In scikit learn, we can implement this using a polynomial preprocessor which translate data into its polynomials.

For example, if our x is 

<code>x = np.array([1, 2, 3, 4, 5])</code>

If we perform polynomial transformation like this:

<code>poly_X = PolynomialFeatures(degree = 3).fit_transform(X)</code>
    
X2 will look like this:

<code>[[ 1, 1, 1]
 [ 2, 4, 8]
 [ 3, 9, 27]
 [ 4, 16, 64]
 [ 5, 25, 125]]</code>
 
 Now our new feature_engineered X has one column representing x, second column representing $x^2$, and third column representing $x^3$.  Now the y becomes 
 
 $$ y = ax^3 + bx^2 + cx $$ 
 
Now let's look at some example:

In [1]:
import numpy as np
from sklearn.preprocessing import PolynomialFeatures
from sklearn.pipeline import make_pipeline
from sklearn.datasets import load_diabetes
from sklearn.model_selection import train_test_split
from sklearn.preprocessing import StandardScaler
from sklearn.linear_model import LinearRegression
from sklearn.metrics import mean_squared_error, r2_score

diabetes = load_diabetes()
X = diabetes.data
y = diabetes.target

X_train, X_test, y_train, y_test = train_test_split(X, y, test_size = 0.3)

scaler = StandardScaler()
X_train = scaler.fit_transform(X_train)
X_test = scaler.transform(X_test)

#let's try to fit the model using 1, 3, 5 degrees....
for ix, deg in enumerate([1, 3, 5]):
    print("===Performing polynomial regression with deg: ", deg, "======")
    model = make_pipeline(PolynomialFeatures(deg), LinearRegression())
    model.fit(X_train, y_train)
    y_hat = model.predict(X_test)
    
    #print("Coeff: ", model.named_steps['linearregression'].coef_)
    
    #$(1/n)sigma(y - f(x))^2) where SSE = sigma(y-f(x))^2
    print(f"MSE = {mean_squared_error(y_test, y_hat):.2f}")
    
    #measures goodness of fit
    #1 - SSE/TSS  where TSS = sigma(y-ymean)^2
    #r^2 can be negative, when fit without an intercept
    #We ALMOST never fit without the intercept unless
    #you are sure your data comes through the origin (0, 0), e.g., height, width, but NOT house value!
    #r^2 upper bound is 1, lower bound can be anything
    print(f"r^2 = {r2_score(y_test, y_hat):.3f}")
    
    #calculate adjusted rsquare
    #take IV into consideration, to balance out possible overfitting
    #increases only if new predictor (x) enhances the model
    n, p = X.shape[0], X.shape[1]
    adjusted_rsqrt = 1-(1-r2_score(y_test, y_hat))*(n-1)/(n-p-1)
    print(f"adjusted $r^2$ = {adjusted_rsqrt:.3f}")

MSE = 2723.98
r^2 = 0.488
adjusted $r^2$ = 0.476
MSE = 1447967.71
r^2 = -271.051
adjusted $r^2$ = -277.363
MSE = 1010991.62
r^2 = -188.950
adjusted $r^2$ = -193.357


### Polynomial Regression + Grid Search

Let's apply grid search with polynomial regression

Note: once again, we avoid doing nested cross-validation to save time...but it's recommended.  It helps you check whether the model or the search space really gives stable and generalized results.

In [2]:
from sklearn.model_selection import GridSearchCV

param_grid = {'polynomialfeatures__degree': np.arange(1, 10),
              'linearregression__fit_intercept': [True, False]}

model = make_pipeline(PolynomialFeatures(), LinearRegression())

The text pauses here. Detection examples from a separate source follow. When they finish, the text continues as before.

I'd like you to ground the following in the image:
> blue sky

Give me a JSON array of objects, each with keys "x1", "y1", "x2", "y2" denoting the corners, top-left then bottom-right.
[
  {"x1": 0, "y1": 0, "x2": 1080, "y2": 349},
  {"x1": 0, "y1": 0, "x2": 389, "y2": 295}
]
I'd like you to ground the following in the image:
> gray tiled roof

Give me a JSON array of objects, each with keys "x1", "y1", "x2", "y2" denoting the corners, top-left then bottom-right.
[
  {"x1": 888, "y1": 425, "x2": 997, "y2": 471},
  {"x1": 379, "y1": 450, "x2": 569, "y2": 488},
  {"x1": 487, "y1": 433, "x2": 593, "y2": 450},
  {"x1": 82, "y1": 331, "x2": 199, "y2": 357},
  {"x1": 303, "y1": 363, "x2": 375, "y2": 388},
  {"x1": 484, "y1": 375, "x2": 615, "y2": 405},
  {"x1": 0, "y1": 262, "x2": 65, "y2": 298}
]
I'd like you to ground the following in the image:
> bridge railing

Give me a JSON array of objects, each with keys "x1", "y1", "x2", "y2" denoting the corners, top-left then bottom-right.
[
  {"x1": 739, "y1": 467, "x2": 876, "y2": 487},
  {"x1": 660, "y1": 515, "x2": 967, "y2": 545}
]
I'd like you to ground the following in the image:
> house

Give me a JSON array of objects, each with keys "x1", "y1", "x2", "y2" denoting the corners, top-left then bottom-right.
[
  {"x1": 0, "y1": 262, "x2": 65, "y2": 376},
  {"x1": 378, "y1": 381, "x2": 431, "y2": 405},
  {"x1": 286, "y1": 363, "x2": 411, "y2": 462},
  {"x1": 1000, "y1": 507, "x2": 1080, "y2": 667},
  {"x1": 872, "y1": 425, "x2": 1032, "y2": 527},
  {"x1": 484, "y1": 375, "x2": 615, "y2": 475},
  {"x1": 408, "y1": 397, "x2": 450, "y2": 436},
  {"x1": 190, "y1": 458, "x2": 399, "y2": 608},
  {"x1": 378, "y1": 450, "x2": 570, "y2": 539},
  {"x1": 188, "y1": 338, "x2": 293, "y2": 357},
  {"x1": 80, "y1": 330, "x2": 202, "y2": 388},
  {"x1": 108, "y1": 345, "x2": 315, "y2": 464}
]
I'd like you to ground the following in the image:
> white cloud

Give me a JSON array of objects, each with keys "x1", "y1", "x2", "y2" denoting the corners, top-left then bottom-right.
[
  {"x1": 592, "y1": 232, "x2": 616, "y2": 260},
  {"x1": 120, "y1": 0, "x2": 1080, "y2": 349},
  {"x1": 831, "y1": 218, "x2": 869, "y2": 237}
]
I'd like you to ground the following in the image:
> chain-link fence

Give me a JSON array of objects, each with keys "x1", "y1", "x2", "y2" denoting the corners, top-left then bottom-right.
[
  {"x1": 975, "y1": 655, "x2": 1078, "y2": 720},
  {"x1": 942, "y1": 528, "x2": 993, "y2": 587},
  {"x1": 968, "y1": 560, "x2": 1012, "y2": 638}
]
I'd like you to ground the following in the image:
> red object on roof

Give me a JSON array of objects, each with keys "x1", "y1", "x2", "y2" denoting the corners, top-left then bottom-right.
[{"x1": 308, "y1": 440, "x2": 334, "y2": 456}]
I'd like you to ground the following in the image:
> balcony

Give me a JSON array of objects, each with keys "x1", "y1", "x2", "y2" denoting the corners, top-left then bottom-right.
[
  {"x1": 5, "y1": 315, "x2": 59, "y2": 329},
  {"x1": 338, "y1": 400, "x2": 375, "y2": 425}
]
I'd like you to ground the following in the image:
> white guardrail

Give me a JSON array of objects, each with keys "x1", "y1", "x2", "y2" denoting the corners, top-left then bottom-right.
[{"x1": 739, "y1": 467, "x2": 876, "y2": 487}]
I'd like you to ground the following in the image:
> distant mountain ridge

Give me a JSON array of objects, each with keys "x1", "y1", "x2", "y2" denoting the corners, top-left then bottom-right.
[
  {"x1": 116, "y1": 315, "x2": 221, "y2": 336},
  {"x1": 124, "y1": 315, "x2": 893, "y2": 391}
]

grid = GridSearchCV(model, param_grid, cv=3)

grid.fit(X_train, y_train)

print("Best params: ", grid.best_params_)

y_hat = grid.predict(X_test)

Best params:  {'linearregression__fit_intercept': False, 'polynomialfeatures__degree': 1}


In [3]:
print(f"MSE = {mean_squared_error(y_test, y_hat):.2f}")
print(f"r^2 = {r2_score(y_test, y_hat):.3f}")
n, p = X.shape[0], X.shape[1]
adjusted_rsqrt = 1-(1-r2_score(y_test, y_hat))*(n-1)/(n-p-1)
print(f"adjusted $r^2$ = {adjusted_rsqrt:.3f}")

MSE = 2723.98
r^2 = 0.488
adjusted $r^2$ = 0.476


### Regularization

Regularization is a technique to alleviate overfitting problem by imposing some penalty to the loss function.

### Ridge regression ($L_2$ regularization)

Perhaps the most common form of regularization is known as *ridge regression* or $L_2$ *regularization*, sometimes also called *Tikhonov regularization*. This proceeds by penalizing the sum of squares (2-norms) of the model coefficients; in this case, the penalty on the model fit would be 

$$ J(\theta) =  \frac{1}{2}\sum_{i=1}^m(h_\theta(x^{(i)}) - y^{(i)})^2 + \lambda\sum_{j=1}^n \boldsymbol{\theta}_j^2$$

where $\alpha$ is a free parameter that controls the strength of the penalty.
This type of penalized model is built into Scikit-Learn with the ``Ridge`` estimator:

In [4]:
from sklearn.linear_model import Ridge
params_Ridge = {'polynomialfeatures__degree': np.arange(1, 10),
                'ridge__alpha': np.logspace(-1, -4, 10)}

##I put normalize=True to reach convergence faster, since it is giving me warnings...as my x value have wide range
model = make_pipeline(PolynomialFeatures(), Ridge(normalize=True))   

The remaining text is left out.